Already quantized/converted into a sane format by Unsloth:
Why doesn't Qwen itself release the quantized model? My impression is that quantization is a highly nontrivial process that can degrade the model in non-obvious ways, thus its best handled by people who actually built the model, otherwise the results might be disappointing.
Users of the quantized model might be even made to think that the model sucks because the quantized version does.
How much VRAM does it need? I haven't run a local model yet, but I did recently pick up a 16GB GPU, before they were discontinued.
I sense that I don't really understand enough of your comment to know why this is important. I hope you can explain some things to me:
- Why is Qwen's default "quantization" setup "bad" - Who is Unsloth? - Why is his format better? What gains does a better format give? What are the downsides of a bad format? - What is quantization? Granted, I can look up this myself, but I thought I'd ask for the full picture for other readers.

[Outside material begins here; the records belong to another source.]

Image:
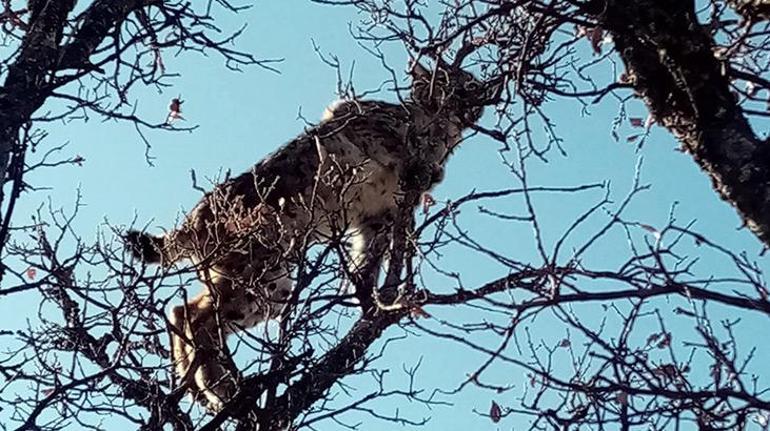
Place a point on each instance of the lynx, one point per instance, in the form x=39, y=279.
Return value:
x=344, y=175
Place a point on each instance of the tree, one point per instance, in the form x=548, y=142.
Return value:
x=665, y=347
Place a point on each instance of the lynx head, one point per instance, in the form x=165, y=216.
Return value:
x=450, y=91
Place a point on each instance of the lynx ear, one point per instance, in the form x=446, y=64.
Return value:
x=418, y=71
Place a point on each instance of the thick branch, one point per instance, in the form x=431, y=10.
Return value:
x=671, y=62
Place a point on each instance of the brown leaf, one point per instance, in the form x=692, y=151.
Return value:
x=597, y=34
x=418, y=312
x=495, y=412
x=427, y=202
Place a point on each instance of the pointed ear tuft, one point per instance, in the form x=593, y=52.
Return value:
x=418, y=71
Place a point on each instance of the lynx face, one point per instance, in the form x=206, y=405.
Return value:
x=451, y=92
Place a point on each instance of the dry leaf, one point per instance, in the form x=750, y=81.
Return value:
x=495, y=412
x=427, y=202
x=597, y=34
x=418, y=312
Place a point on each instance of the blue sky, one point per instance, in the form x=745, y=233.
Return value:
x=244, y=116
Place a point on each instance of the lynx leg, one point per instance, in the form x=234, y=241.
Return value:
x=201, y=356
x=369, y=242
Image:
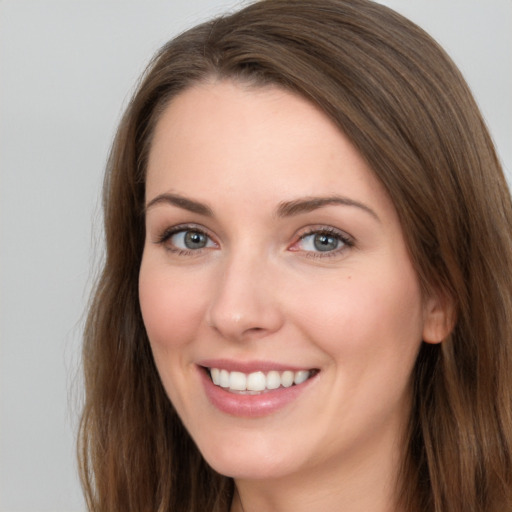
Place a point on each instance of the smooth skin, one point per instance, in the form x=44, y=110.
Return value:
x=240, y=264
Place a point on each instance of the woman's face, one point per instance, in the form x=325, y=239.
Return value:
x=273, y=255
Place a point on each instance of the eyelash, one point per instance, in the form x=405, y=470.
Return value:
x=182, y=228
x=346, y=241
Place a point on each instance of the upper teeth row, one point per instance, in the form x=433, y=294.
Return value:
x=257, y=381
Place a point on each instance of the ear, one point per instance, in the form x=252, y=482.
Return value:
x=439, y=317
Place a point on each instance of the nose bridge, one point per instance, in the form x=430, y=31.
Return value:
x=244, y=300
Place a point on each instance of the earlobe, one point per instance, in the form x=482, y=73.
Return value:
x=439, y=318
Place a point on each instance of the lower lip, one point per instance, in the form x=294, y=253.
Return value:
x=251, y=406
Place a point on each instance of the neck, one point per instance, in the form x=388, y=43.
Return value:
x=367, y=484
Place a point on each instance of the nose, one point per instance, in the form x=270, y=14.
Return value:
x=244, y=304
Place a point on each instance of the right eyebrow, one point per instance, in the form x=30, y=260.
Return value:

There's absolutely nothing wrong it insane with a safetensors file. It might be less convenient than a single file gguf. But that's just laziness not insanity
Unsloth is great for uploading quants quickly to experiment with, but everyone should know that they almost always revise their quants after testing.
If you download the release day quants with a tool that doesn’t automatically check HF for new versions you should check back again in a week to look for updated versions.
Some times the launch day quantizations have major problems which leads to early adopters dismissing useful models. You have to wait for everyone to test and fix bugs before giving a model a real evaluation.